3) I tempi di risoluzione delle problematiche del cliente sono di gran lunga più brevi di quelli di una psicoterapia tradizionale anche perché un percorso orientato all’artcounseling non comporta una ristrutturazione profonda della personalità. Dalle abilità di counseling il cliente trae, infatti, l’energia necessaria perché si attivi in lui un ragionevole e realistico percorso di autoconoscenza, crescita personale e spirituale, accettazione emotiva, oltre che lo sviluppo ottimale delle sue risorse personali.
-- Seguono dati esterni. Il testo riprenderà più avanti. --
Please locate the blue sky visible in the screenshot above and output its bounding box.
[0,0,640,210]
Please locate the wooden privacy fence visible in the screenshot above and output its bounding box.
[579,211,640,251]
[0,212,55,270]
4) I rapporti di consulenza di questo tipo variano a seconda delle necessità espresse  dai contesti (ospedaliero, scolastico, aziendale oppure privato) e dalla clientela e possono essere orientati alla soluzione di specifici problemi, per affrontare momenti di crisi, per approfondire un percorso di crescita personale, e/o sviluppare nuove capacità gestionali, lavorare su sentimenti e atteggiamenti emotivi conflittuali, migliorare il proprio relazionarsi agli altri.

OBIETTIVI  DI PERCORSO
L’Artcounseling si  rivolge   a tutti  coloro che  intendono  effettuare  un  percorso di crescita personale al fine di migliorare la qualità della  loro  vita affettiva, emozionale e  relazionale. Offre inoltre al cliente la possibilita’ di utilizzare meglio le risorse personali per ottenere i suoi obiettivi e un  modo  di agire  finalizzato  al  raggiungimento  di un  maggior  benessere ed equilibrio psicoemotivo.

 

TRA GLI  OBIETTIVI PRINCIPALI  PER L’UTENTE:

CONTENERE  E/O  LIBERARE LE  EMOZIONI  
ESPLORARE, ESPRIMERE, COMUNICARE SENTIMENTI  
SVILUPPARE MAGGIORI CAPACITÀ RELAZIONALI   E  COMUNICATIVE 
ESPRIMERSI IN MANIERA PIÙ AUTONOMA E CREATIVA 
SVILUPPARE NUOVE COMPETENZE E ABILITÀ
POTENSIARE ASPETTI CARATTERIALI POSITIVI
ACQUISIRE MAGGIORE CONSAPEVOLEZZA DI SE STESSI 
ACQUISIRE MAGGIORE AUTONOMIA E AUTOSTIMA

 

 

“…L’ arte crea una zona di vita simbolica
che permette la sperimentazione di idee
e sentimenti, di portare alla luce la
complessità e le contraddizioni della vita,
di dimostrare la capacità dell’uomo di
trascendere il conflitto e di creare ordine
dal caos, ed infine di dare piacere…”.